Piracy is rife in the busy shipping lanes near to Somalia's coast and along the Gulf of Aden, where dozens of boats have been hijacked this year.
Millions of dollars have been paid to the pirate gangs operating in the area, which is vital to shipping between Europe, Asia and the Middle East, pushing up insurance costs and threatening humanitarian supplies.
Pirates were now targeting ships on the eastern side of Somalia after concentrating their attacks in the Gulf of Aden.
The Nato military alliance has agreed to join anti-piracy operations off the coast of Somalia amid growing calls for action against armed gangs which have attacked scores of vessels this year.
Seven vessels will be sent to the region, where negotiations are currently under way after one gang demanded an $8m ransom for a Ukrainian ship loaded with heavy weaponry.

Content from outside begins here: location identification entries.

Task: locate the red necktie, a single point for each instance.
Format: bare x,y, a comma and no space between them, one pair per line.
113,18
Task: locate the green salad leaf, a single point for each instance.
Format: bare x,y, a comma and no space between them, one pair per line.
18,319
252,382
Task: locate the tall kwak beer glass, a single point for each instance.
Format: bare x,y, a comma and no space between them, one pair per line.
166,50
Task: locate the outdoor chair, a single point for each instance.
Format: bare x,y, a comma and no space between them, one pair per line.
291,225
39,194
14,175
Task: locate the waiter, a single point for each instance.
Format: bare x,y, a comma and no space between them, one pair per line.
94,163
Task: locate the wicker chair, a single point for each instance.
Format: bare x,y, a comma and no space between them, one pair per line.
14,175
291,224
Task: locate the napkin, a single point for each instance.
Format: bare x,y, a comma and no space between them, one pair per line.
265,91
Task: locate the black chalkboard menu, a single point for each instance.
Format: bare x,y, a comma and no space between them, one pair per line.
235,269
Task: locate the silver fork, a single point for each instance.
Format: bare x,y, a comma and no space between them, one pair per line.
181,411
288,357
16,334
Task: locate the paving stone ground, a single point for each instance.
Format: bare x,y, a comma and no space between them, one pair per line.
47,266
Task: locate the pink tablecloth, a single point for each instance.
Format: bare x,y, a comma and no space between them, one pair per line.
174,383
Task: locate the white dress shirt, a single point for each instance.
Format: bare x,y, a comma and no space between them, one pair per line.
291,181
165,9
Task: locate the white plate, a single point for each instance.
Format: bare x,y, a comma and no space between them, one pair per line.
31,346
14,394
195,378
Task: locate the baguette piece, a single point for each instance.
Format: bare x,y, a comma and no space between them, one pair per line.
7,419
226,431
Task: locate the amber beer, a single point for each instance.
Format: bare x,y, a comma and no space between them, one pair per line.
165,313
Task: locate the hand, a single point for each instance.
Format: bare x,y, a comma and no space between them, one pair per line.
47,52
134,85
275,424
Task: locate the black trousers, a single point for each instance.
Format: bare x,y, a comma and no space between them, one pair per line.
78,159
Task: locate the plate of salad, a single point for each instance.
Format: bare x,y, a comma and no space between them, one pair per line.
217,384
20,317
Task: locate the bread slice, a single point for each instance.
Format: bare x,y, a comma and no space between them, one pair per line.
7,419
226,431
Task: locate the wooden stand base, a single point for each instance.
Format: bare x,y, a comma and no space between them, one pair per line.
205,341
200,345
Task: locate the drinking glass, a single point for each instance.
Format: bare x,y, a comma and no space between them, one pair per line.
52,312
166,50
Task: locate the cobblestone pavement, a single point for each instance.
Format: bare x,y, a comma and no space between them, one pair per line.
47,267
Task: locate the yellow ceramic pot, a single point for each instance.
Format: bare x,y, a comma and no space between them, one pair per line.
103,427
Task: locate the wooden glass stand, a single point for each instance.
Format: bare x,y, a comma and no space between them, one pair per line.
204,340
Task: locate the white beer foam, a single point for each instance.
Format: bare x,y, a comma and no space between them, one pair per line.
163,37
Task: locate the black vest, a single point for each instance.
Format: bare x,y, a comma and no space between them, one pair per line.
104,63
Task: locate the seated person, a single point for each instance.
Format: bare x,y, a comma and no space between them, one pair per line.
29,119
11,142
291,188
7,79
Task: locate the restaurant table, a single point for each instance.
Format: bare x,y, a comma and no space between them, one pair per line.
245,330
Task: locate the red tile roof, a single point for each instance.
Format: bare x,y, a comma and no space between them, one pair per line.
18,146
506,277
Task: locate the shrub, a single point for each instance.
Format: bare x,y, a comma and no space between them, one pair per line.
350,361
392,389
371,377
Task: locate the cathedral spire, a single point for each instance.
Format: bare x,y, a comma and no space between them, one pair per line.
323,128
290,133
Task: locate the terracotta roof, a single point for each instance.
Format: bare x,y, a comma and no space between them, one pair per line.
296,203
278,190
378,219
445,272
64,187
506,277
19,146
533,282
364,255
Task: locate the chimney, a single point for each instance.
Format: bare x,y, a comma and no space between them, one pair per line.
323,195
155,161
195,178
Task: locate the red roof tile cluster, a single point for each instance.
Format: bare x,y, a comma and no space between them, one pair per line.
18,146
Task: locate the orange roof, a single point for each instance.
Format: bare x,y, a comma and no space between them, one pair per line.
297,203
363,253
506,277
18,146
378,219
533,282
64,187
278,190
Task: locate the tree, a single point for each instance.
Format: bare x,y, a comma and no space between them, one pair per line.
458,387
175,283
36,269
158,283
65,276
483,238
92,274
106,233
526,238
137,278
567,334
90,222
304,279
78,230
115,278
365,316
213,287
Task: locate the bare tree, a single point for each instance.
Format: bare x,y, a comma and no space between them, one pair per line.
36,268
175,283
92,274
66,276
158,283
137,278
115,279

The UN Security Council earlier this week called on countries to send naval vessels and military aircraft to support anti-piracy efforts.
The call came after European Union countries said they would launch an anti-piracy patrol, and Russia announced it would co-operate with the West in fighting the pirates.

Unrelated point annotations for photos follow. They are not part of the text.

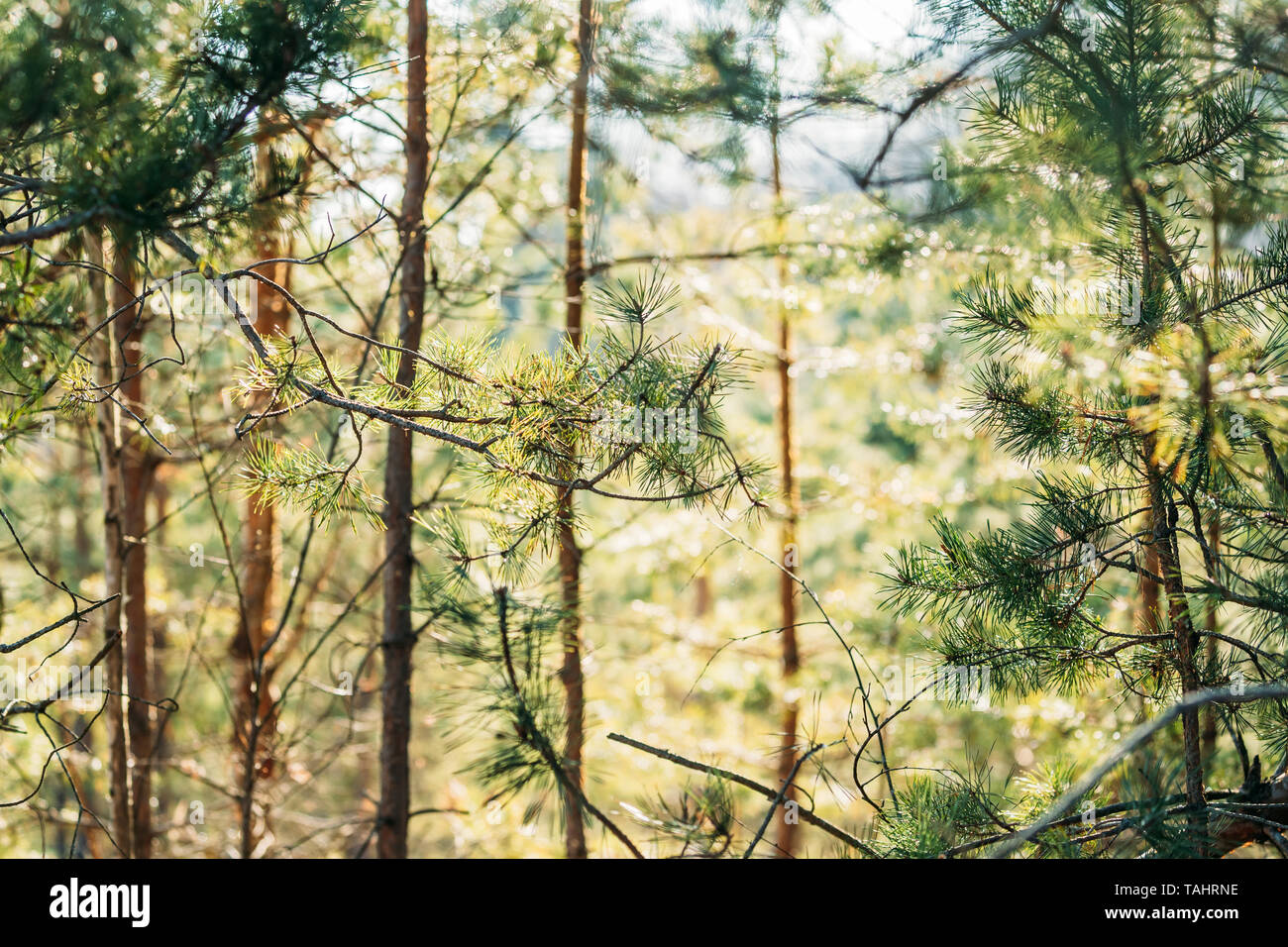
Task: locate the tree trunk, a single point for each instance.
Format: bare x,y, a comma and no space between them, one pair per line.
398,637
1183,628
137,472
262,556
110,462
791,514
570,554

Choong of the IMB said the Kuala Lumpur-based body had issued a fresh warning to ships to maintain strict anti-piracy watch since the waters off Somalia were too wide for Western forces to provide security.
"As long as there is no firm deterrent, pirates will continue to attack ships. But the military cannot be everywhere since this is a wide area," he said.
Somalia's transitional government, which is under pressure from near-daily attacks by armed opposition groups, has given foreign powers the freedom to use force against the pirates.
According to the IMB, 69 ships have been attacked off Somalia since January; 27 were hijacked and 11 are still being held for ransom. Pirates are holding more than 200 crew members.